I don’t think that most rank-and-file Republican voters hate democracy, broadly defined. But the dominant groups in the Republican Party aren’t on board with Multiracial Multicultural Social Fuller-Democracy, because it too often results in policies they oppose. And if the choice is between pursuing greater racial justice for Black Americans or, say, banning books and writings about the United States’ history of racism to weaken the push for racial justice, this Republican Party will opt for the latter.

Democrats, to their credit, generally respect the notion that a more democratic nation is a good thing, and thereby try to appeal to a broad swath of voters instead of seeking to rig the rules in their favor. That’s one reason they nominated a candidate (Joe Biden) closer to the political center than his rivals in 2020 and why there was no Jan. 6, 2017, insurrection to stop Donald Trump from taking office. (Of course, Democrats are doing some gerrymandering, too, but that’s largely to give themselves a fair chance, since Republicans blocked the democracy-reform bill that would have limited partisan gerrymandering by either party.)

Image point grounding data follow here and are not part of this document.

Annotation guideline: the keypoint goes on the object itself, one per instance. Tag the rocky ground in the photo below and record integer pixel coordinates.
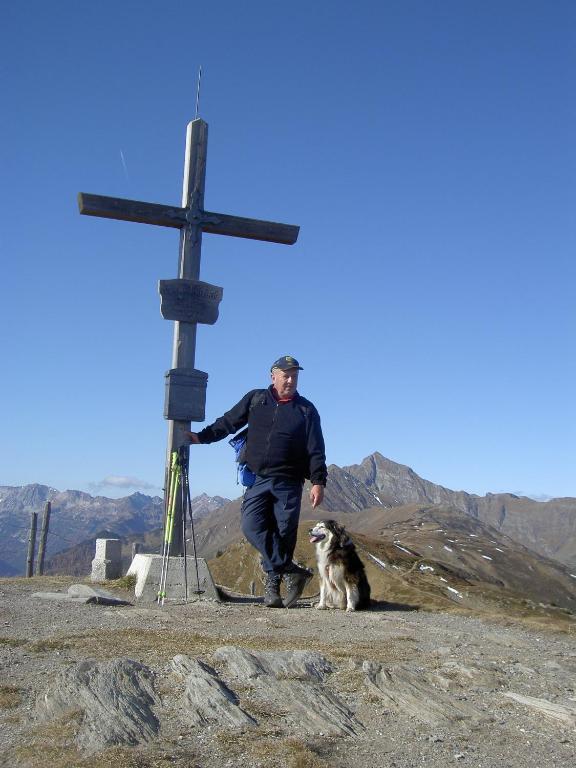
(299, 688)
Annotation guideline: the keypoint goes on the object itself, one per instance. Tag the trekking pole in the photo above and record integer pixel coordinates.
(169, 525)
(184, 485)
(186, 482)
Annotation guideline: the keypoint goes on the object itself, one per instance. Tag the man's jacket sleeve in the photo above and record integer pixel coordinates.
(229, 423)
(316, 450)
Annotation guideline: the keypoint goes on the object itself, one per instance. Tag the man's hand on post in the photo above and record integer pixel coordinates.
(316, 495)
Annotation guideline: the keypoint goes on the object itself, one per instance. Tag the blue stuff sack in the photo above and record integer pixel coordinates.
(245, 476)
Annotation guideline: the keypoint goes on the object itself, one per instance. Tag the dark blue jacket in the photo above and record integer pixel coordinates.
(284, 439)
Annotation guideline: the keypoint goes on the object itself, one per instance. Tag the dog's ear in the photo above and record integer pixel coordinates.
(341, 536)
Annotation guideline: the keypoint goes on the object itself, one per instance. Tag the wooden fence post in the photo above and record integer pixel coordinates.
(31, 544)
(43, 537)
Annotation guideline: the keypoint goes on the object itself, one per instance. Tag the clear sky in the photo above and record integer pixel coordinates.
(426, 149)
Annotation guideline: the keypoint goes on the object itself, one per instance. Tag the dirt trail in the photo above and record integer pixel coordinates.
(421, 688)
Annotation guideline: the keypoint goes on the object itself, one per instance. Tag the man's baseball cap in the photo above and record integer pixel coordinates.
(285, 363)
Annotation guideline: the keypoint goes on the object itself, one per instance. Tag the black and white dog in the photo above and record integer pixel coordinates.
(343, 582)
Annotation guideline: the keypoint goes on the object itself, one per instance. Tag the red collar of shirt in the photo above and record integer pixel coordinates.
(283, 399)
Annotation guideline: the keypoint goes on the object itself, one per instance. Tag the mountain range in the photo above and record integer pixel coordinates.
(375, 489)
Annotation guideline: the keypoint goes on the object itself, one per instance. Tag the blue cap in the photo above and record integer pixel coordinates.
(285, 363)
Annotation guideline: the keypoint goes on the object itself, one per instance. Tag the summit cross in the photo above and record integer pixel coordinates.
(185, 387)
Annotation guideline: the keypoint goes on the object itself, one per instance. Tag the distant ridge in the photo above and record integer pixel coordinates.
(548, 528)
(77, 517)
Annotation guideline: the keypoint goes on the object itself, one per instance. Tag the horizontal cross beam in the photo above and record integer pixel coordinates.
(176, 217)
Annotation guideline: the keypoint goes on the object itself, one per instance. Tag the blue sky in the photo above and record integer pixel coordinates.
(426, 150)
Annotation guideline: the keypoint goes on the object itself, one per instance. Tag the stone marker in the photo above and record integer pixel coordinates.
(107, 563)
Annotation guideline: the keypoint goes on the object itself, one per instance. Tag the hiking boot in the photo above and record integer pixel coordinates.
(295, 582)
(272, 597)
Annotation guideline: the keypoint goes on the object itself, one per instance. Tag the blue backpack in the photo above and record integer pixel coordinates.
(245, 476)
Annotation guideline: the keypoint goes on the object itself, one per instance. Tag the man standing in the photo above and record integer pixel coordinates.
(285, 446)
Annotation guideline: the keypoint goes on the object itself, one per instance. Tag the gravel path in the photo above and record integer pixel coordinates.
(425, 689)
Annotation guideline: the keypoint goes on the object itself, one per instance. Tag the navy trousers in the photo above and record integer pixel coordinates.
(270, 514)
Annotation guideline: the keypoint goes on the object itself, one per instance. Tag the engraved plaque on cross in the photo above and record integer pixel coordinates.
(192, 220)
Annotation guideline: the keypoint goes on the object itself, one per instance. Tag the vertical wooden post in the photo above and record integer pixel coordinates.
(43, 537)
(31, 544)
(184, 346)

Consequently, right now, the fates of Multiracial Multicultural Social Fuller-Democracy and the Democratic Party are conjoined in the United States — and that’s a big problem for Multiracial Multicultural Social Fuller-Democracy. Because to prevent further erosion, Bush/Romney Republicans will have to back most Democratic candidates. And Democrats and independents will need to turn out to vote in large numbers in 2022 and 2024, the way they did in 2018 and 2020. Bush/Romney Republicans are understandably resistant to voting for Democrats, since they disagree with them on many core policy issues. And many Democrats and independents who voted for congressional Democrats and Biden are understandably frustrated with the party’s governing failures and might not be eager to vote for them again.

And that’s why it appears increasingly likely that Republicans will win the 2022 and 2024 elections, even under our current rules. Once in power, however, expect Republicans to speed down their chosen semi-democratic path.

U.S. elections are designed to be contests over policy, ideology and governing performance, not over the democratic system itself. But that is where we are. For now, everyone who wants to live in a country that is really democratic has to become comfortable with a country that is really Democratic.